18. 01. 89 г. На сеансе присутствовал мой муж. Он считает, что в моем портрете что-то угадано, но изображение старше меня – лет на 20. Правая сторона «легкая», а левая – «тяжелая». 

20. 01. 89 г. Было много людей. Разговаривали, задавали вопросы, прерывая работу. Доктор перенес основную часть сеанса на поздний вечер. Эта ночь, возможно, была самой продуктивной, хотя Гагик Микаелович редко подходил к скульптуре, а все больше рассказывал, размышлял вслух. Его познания мне кажутся безграничными. Пили чай, затем работа продолжалась, опять прерывалась.

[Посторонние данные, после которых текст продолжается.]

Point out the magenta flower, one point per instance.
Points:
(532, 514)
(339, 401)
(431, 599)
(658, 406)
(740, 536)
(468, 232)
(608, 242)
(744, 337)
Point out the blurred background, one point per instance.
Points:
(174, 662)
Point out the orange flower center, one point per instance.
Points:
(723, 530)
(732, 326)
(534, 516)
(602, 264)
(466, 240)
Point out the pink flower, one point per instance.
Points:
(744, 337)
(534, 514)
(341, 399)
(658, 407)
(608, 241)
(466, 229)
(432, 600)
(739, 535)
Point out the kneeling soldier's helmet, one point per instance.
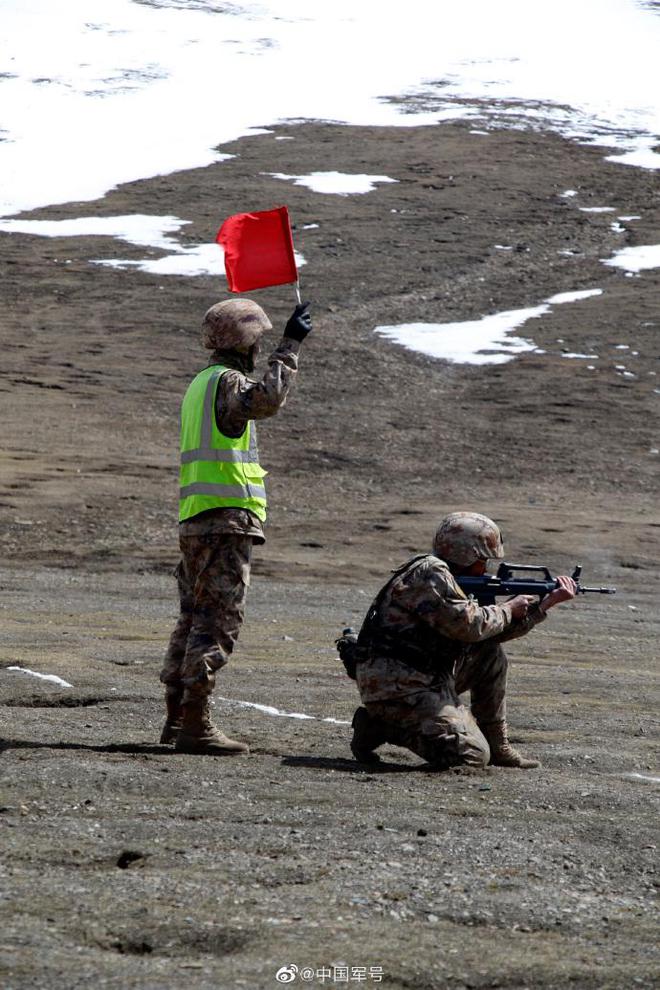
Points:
(464, 537)
(234, 325)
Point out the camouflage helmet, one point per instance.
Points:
(464, 537)
(234, 325)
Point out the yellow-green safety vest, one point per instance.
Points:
(216, 471)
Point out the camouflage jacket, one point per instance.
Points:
(424, 623)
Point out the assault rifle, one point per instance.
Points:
(489, 587)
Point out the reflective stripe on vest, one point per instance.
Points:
(216, 471)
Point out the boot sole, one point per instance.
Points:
(208, 751)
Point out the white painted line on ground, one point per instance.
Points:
(53, 678)
(271, 710)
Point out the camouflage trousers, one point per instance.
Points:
(213, 578)
(436, 726)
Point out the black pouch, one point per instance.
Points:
(349, 652)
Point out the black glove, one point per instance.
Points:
(300, 323)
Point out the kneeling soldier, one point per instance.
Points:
(423, 642)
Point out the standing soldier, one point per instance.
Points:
(424, 642)
(222, 505)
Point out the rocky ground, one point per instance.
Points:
(128, 866)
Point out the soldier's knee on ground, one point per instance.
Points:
(450, 740)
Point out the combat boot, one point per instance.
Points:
(199, 735)
(502, 753)
(368, 734)
(174, 714)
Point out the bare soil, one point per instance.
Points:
(128, 866)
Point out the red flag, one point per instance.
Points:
(258, 249)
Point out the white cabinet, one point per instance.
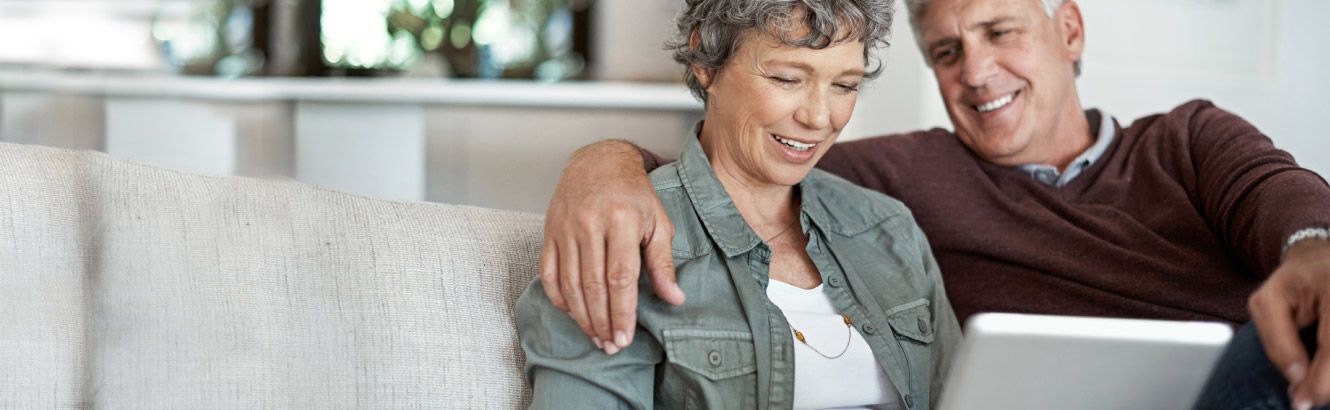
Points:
(486, 144)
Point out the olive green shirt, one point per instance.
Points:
(729, 346)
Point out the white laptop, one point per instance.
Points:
(1036, 362)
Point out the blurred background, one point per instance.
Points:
(480, 101)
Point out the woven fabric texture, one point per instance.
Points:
(132, 286)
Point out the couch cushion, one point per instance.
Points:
(131, 286)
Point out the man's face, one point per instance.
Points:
(1004, 71)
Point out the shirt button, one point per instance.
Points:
(714, 357)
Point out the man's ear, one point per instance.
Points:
(1071, 29)
(702, 75)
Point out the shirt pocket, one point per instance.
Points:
(712, 369)
(913, 326)
(913, 321)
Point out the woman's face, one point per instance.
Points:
(774, 109)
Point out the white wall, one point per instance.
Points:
(1264, 60)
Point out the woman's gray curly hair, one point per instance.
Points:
(722, 24)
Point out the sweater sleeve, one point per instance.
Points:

Никогда я не видела его таким красивым, таким легким в движениях, в жестах. Удивительно! Он ответил на все вопросы, не дающие мне покоя долгие годы: все как бы разложил по полочкам, весь хаос в моей голове незаметно привел в порядок, в гармонию. Это главное в том ночном сеансе. Утром пришла съемочная группа, приступили к съемкам момента «открывания глаз» на портрете. Я, как обычно, не торопилась уходить, но Гагик Микаелович стал выпроваживать. Ушла. Иду по улице, и кажется, что лечу – такая легкость. Как бы парила над всем. Вся тяжесть улетучилась из меня. Я чувствовала: что-то изменилось во мне, но что именно, сказать не могу. Мой муж нашел, что я изменилась, стала спокойней, мягче. 

21. 01. 89 г. Короткий сеанс; встреча с новой киногруппой. Поздно вечером, когда легла спать, случилось непонятное: я стала так смеяться, будто мне рассказали самую смешную на свете историю. Конечно, никто ничего не рассказывал. Любое слово, сказанное мужем, вызывало приступ смеха. Я испугалась, муж тоже был в недоумении. Выпила валерьяну – не подействовало. Смех не был постоянным: то утихал, то снова прорывался – и так несколько часов... 

22. 01. 89 г. Работа завершилась. Гагик Микаелович сказал, что скульптуру переведет в твердый материал. Мне пришла такая мысль: другие врачи обнажают и лечат тело больного, Гагик Микаелович обнажает и излечивает душу...» 

Примерно через месяц я увидел ее из окна своей мастерской – грациозно шагающую по Старому Арбату женщину. Теперь время от времени вижу ее в концертных программах телевидения.